In my job at
EE Internet, we do a lot of remote data collection, including collection from cameras. Now, the makers of these cameras have figured out how to put the date and time as a graphic in the image itself (
Umiat Airfield) but for some reason they haven't figured out how to embed that same information in the
EXIF Data for that image. Very aggravating.
So, Python to the rescue. I came up with a script that extracts the area given, converts it to black and white, inverts it (because these cameras have light text on dark background, and OCR doesn't seem to like that), and then feeds that file to a command-line OCR program. It then takes that text, parses it for the date, and then prints it out in any date/time format desired. Works quite well.

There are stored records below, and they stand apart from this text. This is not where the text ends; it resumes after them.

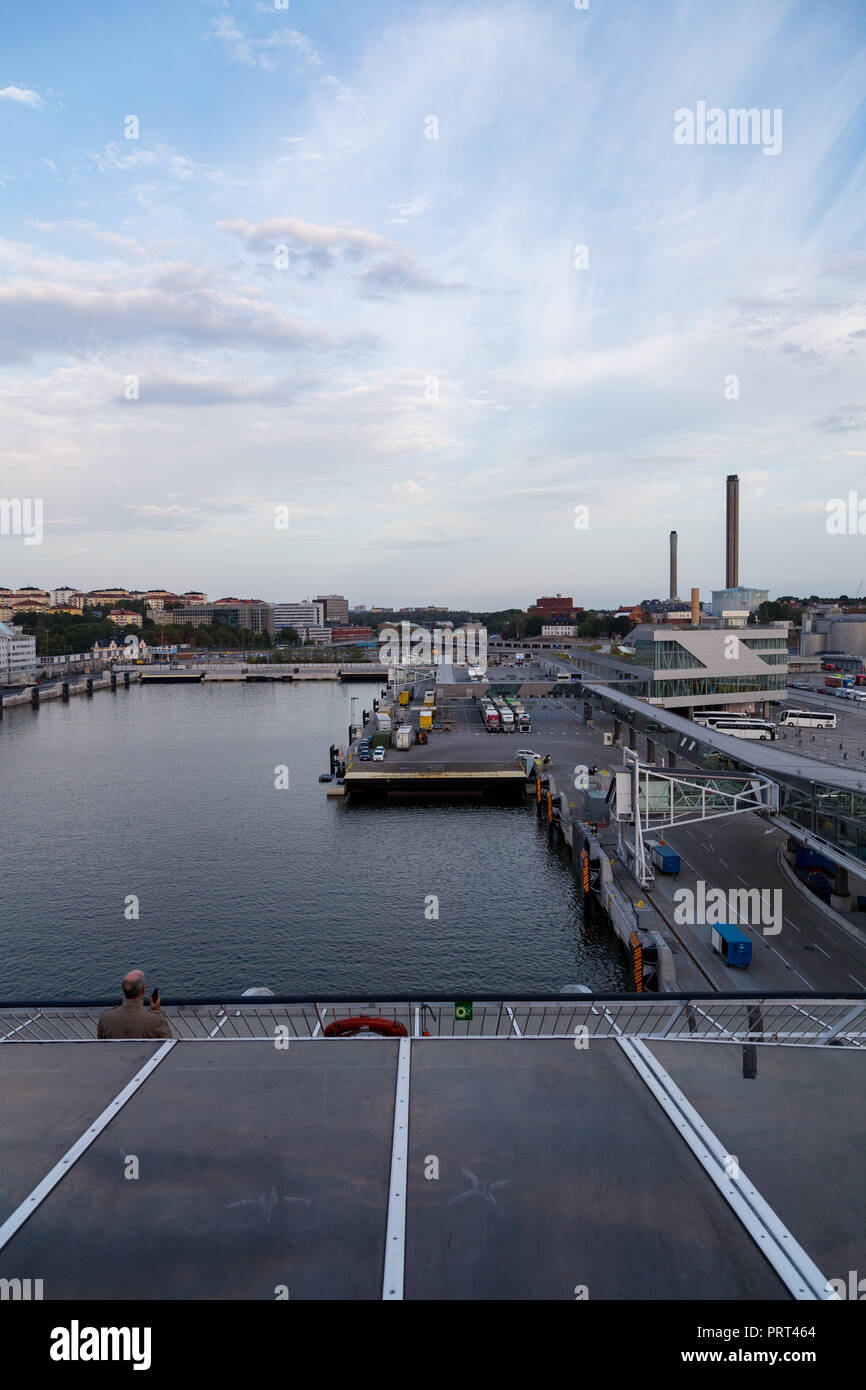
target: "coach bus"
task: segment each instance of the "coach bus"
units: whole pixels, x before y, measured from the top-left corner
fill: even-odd
[[[787,709],[778,717],[780,728],[835,728],[835,714],[824,709]]]
[[[769,719],[714,719],[708,726],[716,734],[731,734],[734,738],[776,738],[776,724]]]

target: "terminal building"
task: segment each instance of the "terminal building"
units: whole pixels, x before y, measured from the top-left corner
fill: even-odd
[[[646,624],[635,627],[628,641],[651,705],[688,714],[785,699],[788,639],[781,628]]]

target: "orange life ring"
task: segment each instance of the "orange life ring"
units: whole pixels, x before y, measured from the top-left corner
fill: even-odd
[[[409,1037],[402,1023],[395,1023],[393,1019],[371,1019],[363,1013],[354,1019],[335,1019],[334,1023],[328,1023],[324,1037],[350,1038],[356,1033],[379,1033],[385,1038]]]

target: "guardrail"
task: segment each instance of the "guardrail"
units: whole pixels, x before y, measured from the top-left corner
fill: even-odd
[[[0,1042],[93,1042],[104,1005],[0,1005]],[[110,1006],[110,1005],[108,1005]],[[866,995],[574,995],[549,999],[363,999],[328,1002],[257,998],[225,1004],[167,1004],[181,1041],[327,1040],[331,1023],[375,1017],[414,1038],[635,1037],[688,1042],[866,1047]]]

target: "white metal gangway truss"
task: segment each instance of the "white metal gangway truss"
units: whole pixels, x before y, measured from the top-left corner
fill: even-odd
[[[699,820],[738,816],[746,810],[774,815],[778,785],[760,773],[701,773],[642,763],[634,748],[623,748],[621,771],[616,773],[613,816],[617,821],[617,852],[641,887],[655,877],[646,831],[666,826],[688,826]],[[628,835],[631,827],[631,838]]]

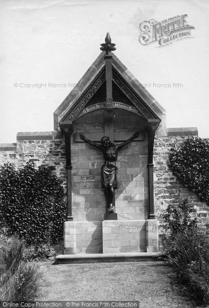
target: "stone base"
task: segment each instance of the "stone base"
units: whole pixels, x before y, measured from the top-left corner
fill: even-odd
[[[103,254],[158,252],[157,221],[104,220],[102,246]]]
[[[79,254],[59,255],[56,260],[58,264],[83,263],[102,262],[130,262],[160,261],[161,253],[120,253],[119,254]]]
[[[102,245],[103,254],[145,252],[145,220],[104,220]]]
[[[156,219],[146,221],[147,252],[158,251],[158,222]]]
[[[104,220],[117,220],[117,213],[106,213],[104,216]]]
[[[65,254],[102,253],[101,221],[64,223]]]

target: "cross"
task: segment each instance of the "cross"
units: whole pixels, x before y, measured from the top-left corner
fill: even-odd
[[[109,32],[105,38],[105,43],[100,44],[101,50],[106,51],[104,56],[106,80],[106,110],[104,111],[104,134],[114,142],[113,112],[113,72],[111,51],[116,50],[115,44],[111,43]]]

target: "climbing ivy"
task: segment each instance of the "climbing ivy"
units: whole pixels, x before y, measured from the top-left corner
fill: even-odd
[[[58,243],[62,237],[66,205],[61,181],[53,167],[28,163],[0,168],[0,226],[29,244]]]
[[[189,138],[179,148],[171,149],[170,160],[174,174],[209,205],[208,142]]]

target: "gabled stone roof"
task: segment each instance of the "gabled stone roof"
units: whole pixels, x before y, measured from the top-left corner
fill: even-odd
[[[106,52],[102,51],[96,60],[92,64],[87,71],[84,74],[75,87],[70,92],[54,113],[54,130],[59,130],[59,121],[68,113],[69,109],[77,101],[79,97],[88,89],[91,84],[99,75],[104,67],[104,55]],[[131,73],[128,68],[120,61],[117,56],[111,53],[113,55],[112,65],[129,85],[143,100],[153,111],[160,119],[162,114],[165,114],[165,110],[149,93],[144,87]],[[161,123],[162,124],[162,123]]]

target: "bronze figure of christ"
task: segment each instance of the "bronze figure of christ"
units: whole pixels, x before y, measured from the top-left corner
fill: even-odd
[[[118,188],[116,174],[117,167],[116,166],[116,162],[118,150],[128,144],[135,138],[137,138],[138,134],[139,132],[135,132],[130,138],[118,145],[111,142],[109,137],[107,136],[102,137],[100,143],[97,143],[90,140],[84,135],[80,134],[81,140],[98,149],[103,153],[105,161],[101,169],[101,186],[104,189],[108,213],[114,213],[113,202],[115,189]]]

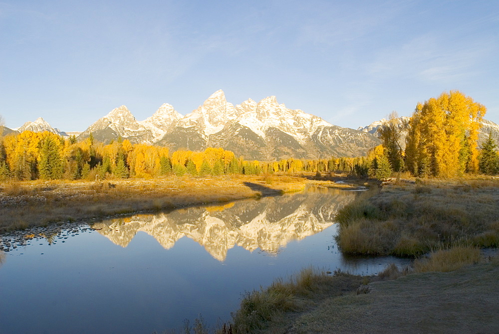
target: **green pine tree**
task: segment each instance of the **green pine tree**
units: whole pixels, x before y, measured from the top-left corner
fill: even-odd
[[[198,169],[196,169],[196,165],[194,165],[194,162],[192,160],[190,159],[187,161],[186,168],[188,174],[192,175],[193,176],[198,175]]]
[[[38,170],[40,178],[43,179],[55,179],[62,176],[62,160],[59,147],[51,136],[46,137],[41,145]]]
[[[231,164],[227,168],[227,172],[229,174],[239,174],[241,172],[239,167],[239,162],[235,158],[232,159]]]
[[[119,159],[114,168],[114,176],[118,178],[126,178],[129,174],[128,168],[125,164],[125,161],[122,159]]]
[[[162,157],[159,161],[161,168],[160,172],[161,175],[170,174],[172,172],[172,165],[168,157]]]
[[[181,165],[175,164],[172,167],[174,174],[178,176],[181,176],[186,173],[186,167]]]
[[[497,148],[496,141],[492,138],[492,133],[490,133],[479,157],[479,167],[484,174],[490,175],[499,172],[499,156]]]
[[[222,175],[224,173],[224,167],[222,166],[222,162],[221,161],[217,160],[213,164],[213,171],[212,173],[213,175],[216,176]]]
[[[210,167],[210,164],[206,160],[203,160],[201,164],[201,167],[199,169],[199,175],[206,176],[210,175],[212,172],[212,167]]]
[[[83,164],[83,167],[81,167],[81,178],[86,179],[90,173],[90,165],[88,164],[88,163],[85,163]]]
[[[6,182],[10,177],[10,171],[3,159],[0,157],[0,182]]]
[[[392,167],[388,161],[388,157],[383,155],[377,159],[377,168],[375,176],[380,180],[385,180],[392,174]]]

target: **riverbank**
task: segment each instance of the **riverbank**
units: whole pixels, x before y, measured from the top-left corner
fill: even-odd
[[[97,182],[33,181],[0,186],[0,233],[302,190],[306,178],[172,176]]]
[[[499,259],[477,263],[480,248],[499,247],[498,207],[497,179],[373,187],[339,213],[339,248],[419,257],[412,267],[370,277],[316,273],[304,290],[293,288],[302,285],[299,277],[290,289],[277,280],[245,296],[234,314],[236,333],[498,332]],[[282,291],[286,302],[278,300]]]
[[[497,333],[498,277],[496,258],[451,272],[374,282],[360,292],[347,289],[340,296],[311,299],[305,312],[281,315],[252,333]]]
[[[456,245],[499,247],[498,179],[416,179],[370,192],[337,216],[346,253],[417,257]]]
[[[335,183],[346,175],[234,175],[126,179],[96,182],[18,182],[0,184],[0,233],[33,226],[85,222],[135,212],[169,210],[303,190],[306,184],[355,189]]]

Here it is in all its glory.
Comments, improvements, critiques, etc., are always welcome. And yes, you can post comments pointing to another program/project/whatever that does what I did and does it way better.
- It requires Python's PIL image library
- It defaults to using the gocr command. This is available in the 'gocr' package in Ubuntu. It also seems to work well with ocrad, which is also available in Ubuntu.
- There should not be any symlink vulnerabilities in this as the exclusive lock is kept on the file while there is data being written to it. Once the data is written, and the file is closed, then it is passed to the OCR program as an input file. Then, it is removed.
UPDATE: Modularized it so you can call it from the command line, or import it into your own Python script and call it that way.